The following changes can improve performance on large Grids:
1). On the Brokers, the default value for Engine "Max Millis Per Heartbeat" is 2 minutes. Try to keep the aggregate mean heartbeats per second (num engines * heartbeat frequency) to 40 or less. To meet this goal you may need to increase the value of "Max Millis Per Heartbeat" to greater than two minutes. To change this setting, click Manager, click Manager Configuration, then click Communication. The setting is under the Engine Heartbeat heading.
2). Increase the Assignment Timeout, on the Manager Configuration page, in the Services section, to 60000 ms. Increasing this allows more time for an Engine to connect and pickup an assigned task when the Broker is under heavy load. This value should be increased if you see "Task assignment expired:"… messages.

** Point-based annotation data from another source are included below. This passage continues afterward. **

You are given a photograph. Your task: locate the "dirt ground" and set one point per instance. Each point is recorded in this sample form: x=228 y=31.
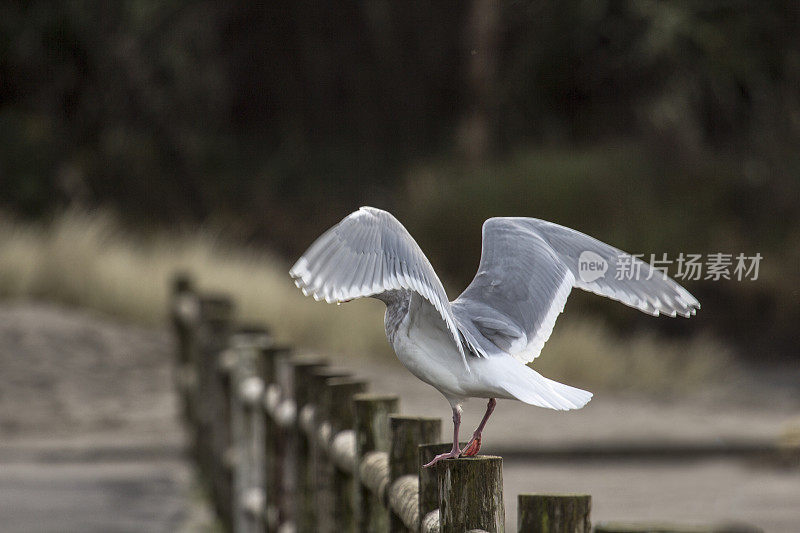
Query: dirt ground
x=89 y=435
x=90 y=438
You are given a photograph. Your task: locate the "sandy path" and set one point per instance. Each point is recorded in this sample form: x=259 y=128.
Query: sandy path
x=89 y=435
x=89 y=438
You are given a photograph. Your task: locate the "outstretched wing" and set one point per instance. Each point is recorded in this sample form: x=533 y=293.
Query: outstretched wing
x=527 y=270
x=367 y=253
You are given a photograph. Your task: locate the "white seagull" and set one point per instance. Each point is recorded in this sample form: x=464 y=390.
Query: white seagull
x=478 y=345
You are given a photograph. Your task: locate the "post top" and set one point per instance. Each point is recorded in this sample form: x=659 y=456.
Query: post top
x=372 y=397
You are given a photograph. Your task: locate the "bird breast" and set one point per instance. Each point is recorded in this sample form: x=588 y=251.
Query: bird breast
x=424 y=345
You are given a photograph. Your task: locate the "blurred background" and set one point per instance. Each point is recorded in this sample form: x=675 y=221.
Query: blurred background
x=141 y=137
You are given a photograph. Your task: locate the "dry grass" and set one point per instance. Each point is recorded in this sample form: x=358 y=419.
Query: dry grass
x=85 y=260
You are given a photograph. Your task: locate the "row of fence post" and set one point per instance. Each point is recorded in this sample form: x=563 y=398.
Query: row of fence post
x=287 y=443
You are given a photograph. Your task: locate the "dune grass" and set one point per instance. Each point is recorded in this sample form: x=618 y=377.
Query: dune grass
x=85 y=259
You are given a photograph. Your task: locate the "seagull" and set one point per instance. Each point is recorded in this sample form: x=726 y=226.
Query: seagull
x=479 y=345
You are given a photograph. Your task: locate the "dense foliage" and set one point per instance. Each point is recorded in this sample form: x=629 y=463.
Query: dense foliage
x=656 y=123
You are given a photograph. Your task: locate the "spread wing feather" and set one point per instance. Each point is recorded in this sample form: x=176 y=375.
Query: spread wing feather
x=367 y=253
x=527 y=270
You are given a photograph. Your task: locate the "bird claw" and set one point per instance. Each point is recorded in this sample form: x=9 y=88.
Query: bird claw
x=472 y=448
x=453 y=454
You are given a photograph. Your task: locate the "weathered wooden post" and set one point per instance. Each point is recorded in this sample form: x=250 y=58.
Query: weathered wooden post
x=658 y=527
x=407 y=434
x=338 y=401
x=216 y=316
x=429 y=484
x=271 y=359
x=554 y=513
x=318 y=429
x=303 y=392
x=372 y=435
x=247 y=437
x=185 y=316
x=471 y=494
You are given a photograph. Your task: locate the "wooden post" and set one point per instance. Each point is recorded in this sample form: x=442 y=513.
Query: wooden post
x=372 y=434
x=216 y=316
x=185 y=314
x=247 y=436
x=322 y=467
x=471 y=494
x=304 y=484
x=554 y=513
x=407 y=434
x=649 y=527
x=271 y=358
x=429 y=479
x=338 y=402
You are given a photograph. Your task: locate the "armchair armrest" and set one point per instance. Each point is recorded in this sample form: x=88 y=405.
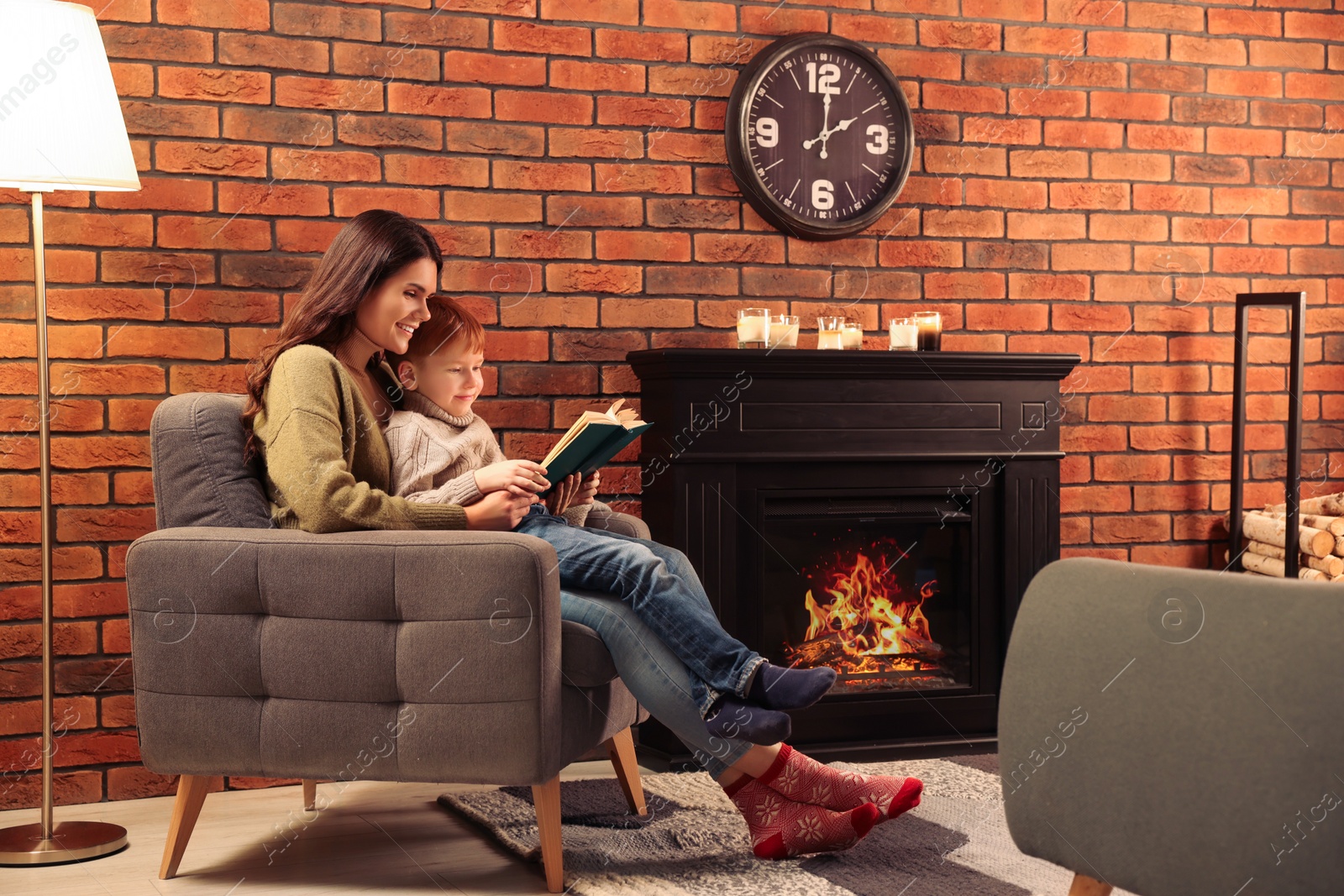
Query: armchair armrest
x=282 y=653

3). Separate the administrative port (web browser port) from the HTTP messaging port, to all administrative access even under heavy messaging load. This can be done via the Admin | Manager Reconfigure tab on the GUI.
4). On the Manager Configuration page, in the Communication section, change the Messaging Retry Wait to at least 5000 ms or higher. Change Maximum Resource Download Connections to 50. Change Driver/Engine/Daemon Socket Timeout to 120 seconds. Make sure All Sender Socket Timeout is set to 5000. Change Driver Heartbeat Timeout Factor to 15. Change Engine Heartbeat Timeout Factor to 4. In the services section, Task Reservation Timeout to 120, and Assignment Timeout(ms) to 60000.
5). Increase the heap size by changing the MAX_HEAP environment variable in the server.bat or server.sh file. A manager restart is needed. If gridserver is run as a Windows service, you need to recreate the service for the new heap size to take effect.
6). Add or change timeouts for Broker and Secondary Director connections. Sender Socket Timeout properties are exposed on the Manager Configuration page, in the communications section, under the Broker Connections and Secondary Director Connections. The default value is 5000 milliseconds.
7). Increase the SSL "Token Timeout", which is in effect regardless of SSL, for both "Director Resources" and "Broker Resources". The settings are on the Manager Configuration page, in the Security section under Resource Deployment.